Les uns comme les autres s’étripent d’abord pour conserver des avantages personnels. Les uns comme les autres trichent pour s’assurer que c’est leur carte qui va passer et ainsi préserver leurs acquis. Pour l’immense majorité des politiques, c’est « d’abord ma pomme ». On pourrait s’arrêter là dans le déballage. On pourrait aussi aller dans la rue, dénoncer ces faux représentants du peuple… Mais ce n’est pas nouveau.
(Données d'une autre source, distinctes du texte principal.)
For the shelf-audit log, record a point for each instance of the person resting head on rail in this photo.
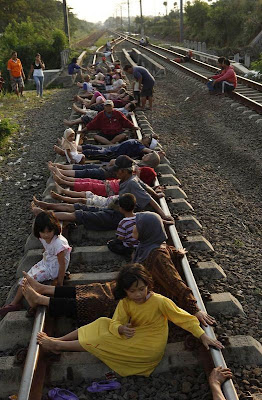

Et le peuple s’en fout tant qu’internet est à très haut débit et que le frigo est rempli. Mais d’autres vérités apparaissent aussi quand la glace fond et ces vérités ont tendance à laisser des traces indélébiles. Des traces aux conséquences beaucoup plus régressives que celles de l’égoïsme primaire de nos petits politiques. Des traces que quelques rares penseurs constatent et leur font écrire des livres comme « La Voie » d’Edgar Morin, ou « Le dérèglement du monde » d’Amin Maalouf.

Au parti socialiste, le socialisme réapparaît timidement face au dogme des partisans de la gauche dite moderne.  Le socialisme c’est l’espoir, l’avenir et l’innovation  déclare Strauss-Kahn le 20 février 2011 mais comme l’explique très bien Jean Claude Michéa[1] « ce que DSK définit ainsi, ce n’est nullement le socialisme… C’est seulement l’imaginaire de la gauche moderne ». Pour le moment l’unité apparente perdure car le parti a le pouvoir et que pour la plupart d’entre eux, se partager le gâteau est prioritaire. Mais cette unité empêche les forces socialisantes de s’exprimer, les forces qui contribuent à une meilleure cohésion des hommes entre eux et des hommes avec la nature. Des forces nécessitant de faire des liens entre le passé, le présent et le futur et de ne plus croire aux seules vertus du « progrès ». De mon point de vu, que ces forces soient bloquées est une tragédie pour les temps à venir.

A l’UMP, la quête de Coppé pour prendre le pouvoir et ratisser à droite s’est faite au détriment des valeurs humanistes et universelles. Là aussi ce n’est pas nouveau mais il a franchi un cap en rendant normal des comportements, des pensées et des actes qu’on aurait qualifié de réactionnaires et extrémistes il y a encore 10 ans, même à l’intérieur de ce parti. De la même manière que les imans intégristes profitent du manque de repères et du désoeuvrement pour enrôler de nouveaux croyants et bientôt fanatiques, Coppé et les siens contribuent à l’expansion de croyances tout aussi fanatiques et barbares. D’un côté, un appareil (le PS), bloqué par le conservatisme et le fait de coller au dogme du progrès. De l’autre (l’UMP), un appareil qui se disloque et va laisser germer des graines d’intolérance à grande échelle. Et ainsi, inexorablement, le processus de décomposition est à l’œuvre. Certains prédisent que c’est pour qu’émerge un monde meilleur, des sociétés plus justes. Moi, je constate plutôt qu’on va vers toujours plus de balkanisation, d’étroitesse d’esprit, de repli sur soi et sur ses appartenances, de rejet de ce qui est différent… Mon propos ici n’est pas de partir en croisade contre la gauche caviar et la droite dite décomplexée, mais plutôt d’attirer l’attention sur des évènements qui par leur portée concrète et symbolique marquent une étape importante dans le déclin de notre société.

 

 

 

[1] Jean Claude Michéa, Le complexe d’Orphée, éd. Flammarion, 2011.